The concept of a network of smart devices was discussed as early as 1982, with a modified Coke machine at Carnegie Mellon University becoming the first Internet-connected appliance, able to report its inventory and whether newly loaded drinks were cold. Mark Weiser’s seminal 1991 paper on ubiquitous computing, “The Computer of the 21st Century”, as well as academic venues such as UbiComp and PerCom produced the contemporary vision of IoT. In 1994 Reza Raji described the concept in IEEE Spectrum as “[moving] small packets of data to a large set of nodes, so as to integrate and automate everything from home appliances to entire factories”. Between 1993 and 1996 several companies proposed solutions like Microsoft’s at Work or Novell’s NEST. However, only in 1999 did the field start gathering momentum. Bill Joy envisioned Device to Device (D2D) communication as part of his “Six Webs” framework, presented at the World Economic Forum at Davos in 1999.

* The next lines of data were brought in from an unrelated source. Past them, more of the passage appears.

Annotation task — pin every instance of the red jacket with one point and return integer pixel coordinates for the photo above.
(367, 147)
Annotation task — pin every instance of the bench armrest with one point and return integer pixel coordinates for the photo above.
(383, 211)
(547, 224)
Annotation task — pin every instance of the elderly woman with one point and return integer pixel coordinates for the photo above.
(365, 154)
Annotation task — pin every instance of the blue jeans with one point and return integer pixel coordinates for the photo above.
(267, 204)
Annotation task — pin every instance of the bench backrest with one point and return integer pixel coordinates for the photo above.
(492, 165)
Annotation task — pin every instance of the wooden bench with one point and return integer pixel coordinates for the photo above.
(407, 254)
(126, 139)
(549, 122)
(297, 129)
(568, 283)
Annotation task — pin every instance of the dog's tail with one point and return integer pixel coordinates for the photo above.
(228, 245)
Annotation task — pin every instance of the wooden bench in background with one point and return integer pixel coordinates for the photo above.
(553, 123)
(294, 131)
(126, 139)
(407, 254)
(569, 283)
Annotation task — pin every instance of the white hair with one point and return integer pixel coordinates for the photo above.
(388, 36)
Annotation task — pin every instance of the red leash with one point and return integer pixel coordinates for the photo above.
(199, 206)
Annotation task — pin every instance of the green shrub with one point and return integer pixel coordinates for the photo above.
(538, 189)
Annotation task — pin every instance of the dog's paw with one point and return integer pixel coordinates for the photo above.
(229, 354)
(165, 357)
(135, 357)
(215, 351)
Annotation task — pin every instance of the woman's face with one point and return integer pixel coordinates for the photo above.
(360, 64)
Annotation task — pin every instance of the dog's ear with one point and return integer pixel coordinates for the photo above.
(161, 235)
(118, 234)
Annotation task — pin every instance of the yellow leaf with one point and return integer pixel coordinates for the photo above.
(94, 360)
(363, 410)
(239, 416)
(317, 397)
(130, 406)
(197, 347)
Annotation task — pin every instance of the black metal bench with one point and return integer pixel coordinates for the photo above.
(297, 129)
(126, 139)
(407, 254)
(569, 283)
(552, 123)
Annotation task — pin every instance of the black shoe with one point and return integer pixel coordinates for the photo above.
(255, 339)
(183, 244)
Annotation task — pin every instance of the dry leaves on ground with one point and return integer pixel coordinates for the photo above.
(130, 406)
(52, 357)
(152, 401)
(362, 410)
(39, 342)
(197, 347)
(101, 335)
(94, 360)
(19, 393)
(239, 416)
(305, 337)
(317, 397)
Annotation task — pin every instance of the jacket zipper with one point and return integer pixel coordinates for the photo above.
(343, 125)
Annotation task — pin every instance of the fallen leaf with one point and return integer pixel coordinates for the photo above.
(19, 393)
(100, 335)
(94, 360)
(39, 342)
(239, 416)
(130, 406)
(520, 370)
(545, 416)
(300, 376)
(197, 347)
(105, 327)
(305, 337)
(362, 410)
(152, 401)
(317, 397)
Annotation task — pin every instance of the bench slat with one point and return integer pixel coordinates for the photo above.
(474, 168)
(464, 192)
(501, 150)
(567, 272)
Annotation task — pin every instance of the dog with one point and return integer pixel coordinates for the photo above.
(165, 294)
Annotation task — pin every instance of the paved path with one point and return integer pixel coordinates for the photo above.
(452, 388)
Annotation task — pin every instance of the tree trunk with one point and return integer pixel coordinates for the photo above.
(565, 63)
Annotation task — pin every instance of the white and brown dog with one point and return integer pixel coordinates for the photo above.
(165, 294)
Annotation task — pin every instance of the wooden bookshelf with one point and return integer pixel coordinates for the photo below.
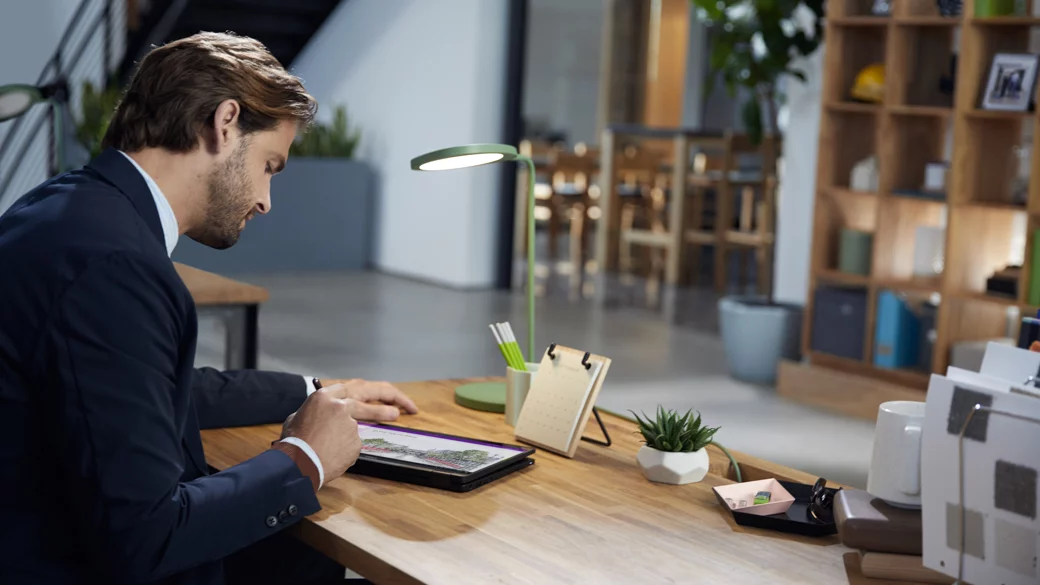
(908, 130)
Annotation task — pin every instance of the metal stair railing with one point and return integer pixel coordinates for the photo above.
(89, 50)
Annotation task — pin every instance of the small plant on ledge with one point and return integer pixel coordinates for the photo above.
(329, 141)
(674, 451)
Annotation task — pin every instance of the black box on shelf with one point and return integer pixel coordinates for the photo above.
(839, 322)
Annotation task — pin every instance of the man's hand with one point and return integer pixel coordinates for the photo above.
(326, 423)
(393, 401)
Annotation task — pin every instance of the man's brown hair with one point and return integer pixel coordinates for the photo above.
(177, 87)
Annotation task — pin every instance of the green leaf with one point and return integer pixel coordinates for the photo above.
(332, 141)
(753, 120)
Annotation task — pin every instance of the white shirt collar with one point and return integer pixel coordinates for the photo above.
(170, 230)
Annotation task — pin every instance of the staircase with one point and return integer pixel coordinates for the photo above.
(106, 37)
(89, 50)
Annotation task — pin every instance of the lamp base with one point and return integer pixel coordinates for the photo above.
(488, 397)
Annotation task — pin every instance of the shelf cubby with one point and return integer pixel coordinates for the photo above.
(989, 210)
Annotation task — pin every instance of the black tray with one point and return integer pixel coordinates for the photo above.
(795, 520)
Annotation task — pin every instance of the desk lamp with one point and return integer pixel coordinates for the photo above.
(16, 99)
(490, 396)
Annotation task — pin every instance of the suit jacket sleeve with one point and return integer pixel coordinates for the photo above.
(248, 397)
(109, 358)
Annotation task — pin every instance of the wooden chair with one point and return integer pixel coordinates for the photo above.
(571, 178)
(642, 194)
(753, 218)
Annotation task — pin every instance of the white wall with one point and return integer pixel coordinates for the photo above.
(29, 32)
(562, 66)
(418, 75)
(798, 183)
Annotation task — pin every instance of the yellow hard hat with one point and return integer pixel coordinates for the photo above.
(869, 85)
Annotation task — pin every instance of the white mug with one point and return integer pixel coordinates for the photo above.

The concept of the Internet of things became popular in 1999, through the Auto-ID Center at MIT and related market-analysis publications. Radio-frequency identification (RFID) was seen by Kevin Ashton (one of the founders of the original Auto-ID Center) as a prerequisite for the Internet of things at that point. Ashton prefers the phrase “Internet for things.” If all objects and people in daily life were equipped with identifiers, computers could manage and inventory them. Besides using RFID, the tagging of things may be achieved through such technologies as near field communication, barcodes, QR codes and digital watermarking.
In its original interpretation, one of the first consequences of implementing the Internet of things by equipping all objects in the world with minuscule identifying devices or machine-readable identifiers would be to transform daily life. For instance, instant and ceaseless inventory control would become ubiquitous. A person’s ability to interact with objects could be altered remotely based on immediate or present needs, in accordance with existing end-user agreements. For example, such technology could grant motion-picture publishers much more control over end-user private devices by remotely enforcing copyright restrictions and digital rights management, so the ability of a customer who bought a Blu-ray disc to watch the movie could become dependent on the copyright holder’s decision, similar to Circuit City’s failed DIVX.
A significant transformation is to extend “things” from the data generated from devices to objects in the physical space. The thought model for future interconnection environment was proposed in 2004. The model includes the notion of the ternary universe consists of the physical world, virtual world and mental world and a multi-level reference architecture with the nature and devices at the bottom level followed by the level of the Internet, sensor network, and mobile network, and intelligent human-machine communities at the top level, which supports geographically dispersed users to cooperatively accomplish tasks and solve problems by using the network to actively promote the flow of material, energy, techniques, information, knowledge, and services in this environment. This thought model envisioned the development trend of the Internet of things.